Segundo Bernstein, co-autor do roteiro de Central do Brasil (1998), o melhor filme de Walter Salles Jr., sua história em O outro lado da rua tem o argumento extraído de algo real: no Rio de Janeiro chegou-se a elaborar um projeto em que aposentados se organizaram para vigiar o bairro da presença de delinqüentes. Na narrativa de Bernstein uma sempre sensível e articulada Fernanda Montenegro dribla a solidão da velhice transformando-se em informante da polícia; o conflito mais sério vai surgir quando ela vê de sua janela, com um binóculo, um homem (Raul Cortez, à altura interpretativa de Fernanda) aplicar uma injeção numa mulher que logo depois vem a falecer; tentando denunciar o homem, que é um figurão do governo, ela passa a relacionar-se sentimentalmente com ele, que de assassino vira Don Juan, como lhe observa sarcasticamente seu amigo policial.

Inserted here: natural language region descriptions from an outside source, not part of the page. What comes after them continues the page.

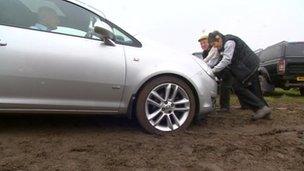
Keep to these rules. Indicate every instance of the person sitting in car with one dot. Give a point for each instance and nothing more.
(47, 19)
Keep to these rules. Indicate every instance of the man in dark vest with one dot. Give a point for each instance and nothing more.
(243, 64)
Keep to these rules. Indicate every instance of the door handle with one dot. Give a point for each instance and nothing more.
(2, 43)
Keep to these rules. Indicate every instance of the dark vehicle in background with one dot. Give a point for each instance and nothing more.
(282, 66)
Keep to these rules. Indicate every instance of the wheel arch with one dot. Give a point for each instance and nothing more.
(133, 100)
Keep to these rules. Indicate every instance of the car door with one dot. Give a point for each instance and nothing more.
(65, 68)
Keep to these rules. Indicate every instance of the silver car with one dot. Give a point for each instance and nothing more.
(63, 56)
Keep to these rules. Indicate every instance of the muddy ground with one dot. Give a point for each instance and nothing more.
(223, 142)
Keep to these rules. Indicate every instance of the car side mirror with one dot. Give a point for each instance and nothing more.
(106, 35)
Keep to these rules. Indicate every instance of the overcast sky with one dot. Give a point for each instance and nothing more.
(179, 23)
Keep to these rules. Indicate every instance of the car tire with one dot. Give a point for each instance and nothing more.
(302, 91)
(165, 105)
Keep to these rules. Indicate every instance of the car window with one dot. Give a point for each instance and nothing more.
(55, 16)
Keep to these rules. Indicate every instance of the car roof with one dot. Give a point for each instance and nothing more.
(87, 6)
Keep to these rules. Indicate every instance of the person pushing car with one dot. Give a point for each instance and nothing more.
(243, 64)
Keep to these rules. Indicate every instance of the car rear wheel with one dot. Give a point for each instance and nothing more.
(302, 91)
(165, 105)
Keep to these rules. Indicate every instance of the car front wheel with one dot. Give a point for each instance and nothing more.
(165, 105)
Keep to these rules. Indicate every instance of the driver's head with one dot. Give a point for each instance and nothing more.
(216, 39)
(48, 17)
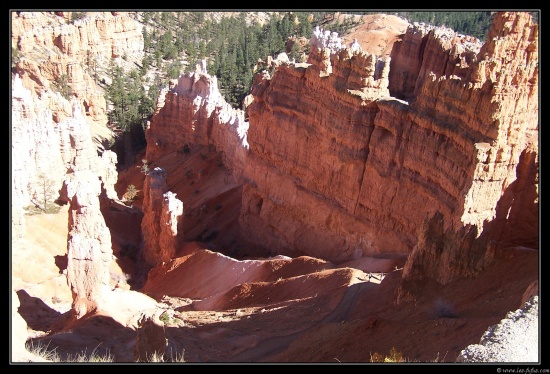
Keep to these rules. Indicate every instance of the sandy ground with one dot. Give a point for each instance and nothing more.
(225, 301)
(222, 308)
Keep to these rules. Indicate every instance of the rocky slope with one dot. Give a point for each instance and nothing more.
(350, 163)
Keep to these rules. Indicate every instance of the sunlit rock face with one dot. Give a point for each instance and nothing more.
(349, 154)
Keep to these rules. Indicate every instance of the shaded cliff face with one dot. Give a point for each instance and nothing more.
(335, 166)
(356, 175)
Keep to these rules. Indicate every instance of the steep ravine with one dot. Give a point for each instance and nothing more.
(325, 222)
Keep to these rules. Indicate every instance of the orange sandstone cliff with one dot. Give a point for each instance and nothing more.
(349, 154)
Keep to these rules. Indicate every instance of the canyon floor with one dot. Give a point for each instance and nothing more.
(241, 309)
(224, 300)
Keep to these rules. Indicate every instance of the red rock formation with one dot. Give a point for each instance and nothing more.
(89, 251)
(159, 226)
(150, 340)
(339, 169)
(49, 47)
(193, 111)
(499, 133)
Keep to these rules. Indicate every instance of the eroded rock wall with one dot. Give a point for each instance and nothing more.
(159, 226)
(349, 154)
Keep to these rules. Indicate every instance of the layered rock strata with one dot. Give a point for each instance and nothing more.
(350, 153)
(89, 251)
(48, 48)
(161, 210)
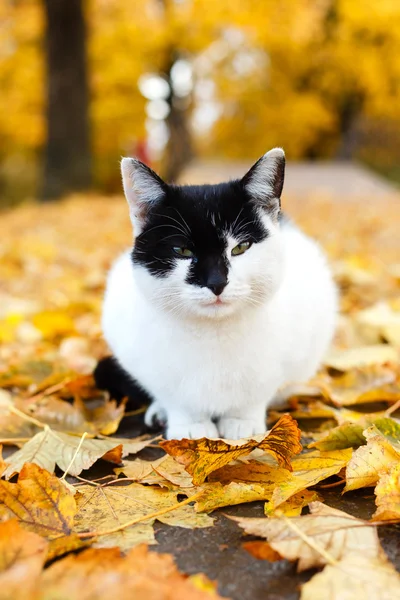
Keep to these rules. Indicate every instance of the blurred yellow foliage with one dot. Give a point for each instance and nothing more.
(294, 73)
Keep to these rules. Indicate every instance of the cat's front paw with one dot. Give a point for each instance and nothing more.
(155, 415)
(192, 431)
(234, 429)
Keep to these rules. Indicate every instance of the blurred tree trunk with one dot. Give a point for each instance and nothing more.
(179, 151)
(68, 161)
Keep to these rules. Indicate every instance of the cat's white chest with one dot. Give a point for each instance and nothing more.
(211, 368)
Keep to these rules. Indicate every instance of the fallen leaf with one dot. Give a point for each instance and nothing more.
(49, 448)
(202, 457)
(22, 556)
(374, 383)
(333, 533)
(39, 501)
(379, 354)
(369, 462)
(262, 551)
(347, 435)
(308, 469)
(294, 506)
(387, 494)
(104, 574)
(356, 576)
(101, 508)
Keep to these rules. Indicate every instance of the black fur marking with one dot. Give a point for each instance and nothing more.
(110, 376)
(198, 218)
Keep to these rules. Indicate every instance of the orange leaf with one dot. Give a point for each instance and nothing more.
(202, 457)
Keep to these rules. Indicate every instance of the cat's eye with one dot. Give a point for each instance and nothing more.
(241, 248)
(183, 252)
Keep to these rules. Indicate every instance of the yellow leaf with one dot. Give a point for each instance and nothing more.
(74, 418)
(39, 501)
(308, 469)
(104, 574)
(360, 386)
(294, 506)
(387, 494)
(344, 360)
(356, 576)
(101, 508)
(53, 324)
(334, 535)
(371, 461)
(49, 448)
(202, 457)
(347, 435)
(262, 550)
(22, 556)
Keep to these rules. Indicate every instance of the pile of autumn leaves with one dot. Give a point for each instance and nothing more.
(47, 515)
(65, 535)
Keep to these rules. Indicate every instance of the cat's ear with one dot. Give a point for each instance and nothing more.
(264, 182)
(143, 189)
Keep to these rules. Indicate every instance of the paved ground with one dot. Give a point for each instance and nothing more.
(329, 179)
(217, 551)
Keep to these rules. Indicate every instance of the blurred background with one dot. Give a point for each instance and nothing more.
(179, 82)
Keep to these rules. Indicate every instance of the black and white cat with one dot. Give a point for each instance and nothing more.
(220, 302)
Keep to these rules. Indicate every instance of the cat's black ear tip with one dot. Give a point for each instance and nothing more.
(276, 153)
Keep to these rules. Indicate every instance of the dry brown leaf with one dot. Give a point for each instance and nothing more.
(360, 386)
(49, 448)
(39, 501)
(370, 462)
(101, 508)
(73, 418)
(202, 457)
(294, 506)
(104, 574)
(22, 556)
(308, 469)
(346, 435)
(332, 532)
(262, 550)
(387, 494)
(379, 354)
(356, 576)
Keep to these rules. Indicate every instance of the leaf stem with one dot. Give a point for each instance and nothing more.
(328, 557)
(74, 456)
(23, 415)
(163, 511)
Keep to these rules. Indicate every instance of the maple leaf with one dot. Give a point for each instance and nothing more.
(43, 505)
(360, 386)
(371, 461)
(104, 574)
(22, 556)
(344, 360)
(334, 535)
(308, 469)
(387, 494)
(202, 457)
(262, 551)
(73, 418)
(356, 576)
(49, 448)
(346, 435)
(165, 471)
(101, 508)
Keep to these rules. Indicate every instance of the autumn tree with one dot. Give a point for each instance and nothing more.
(67, 164)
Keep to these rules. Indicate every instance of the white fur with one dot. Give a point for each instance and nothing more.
(211, 368)
(141, 190)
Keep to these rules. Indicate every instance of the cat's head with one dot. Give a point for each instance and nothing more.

Trata-se dum filme medido e contemplativo, em que o cineasta estreante acerta bem os passos de sua linguagem. Pontilhando um tema difícil como o da velhice, Bernstein exubera em sutileza e profundidade, coisa bastante incomum no cinema brasileiro, sempre voltado para o lado de fora da realidade. A comentada cena sexual entre Raul e Fernanda, rodada e interpretada com muito tato, evoca uma outra destas seqüências raras de sexo entre velhos, também no cinema brasileiro, passada entre Jofre Soares e Miriam Pires na obra-prima Chuvas de verão (1977), de Carlos Diegues, esta certamente mais crua e objetiva que o sombreado amor erótico de Raul e Fernanda.

A finalização do filme, com as personagens de Raul e Fernanda se olhando angustiadamente de suas respectivas janelas, coroa de significados íntimos O outro lado da rua, que, apesar das diferenças, aproxima suas duas criaturas por vários aspectos, um deles por certas dificuldades familiares semelhantes, a de Regina/Fernanda com seu filho e a de Camargo/Raul com sua filha, tópicos apenas esboçados ao longo do filme mas de grande força. A música de Guilherme Bernstein Seixas (talvez parente do realizador) e a fotografia de Toca Seabra dão à bela história o acompanhamento adequado.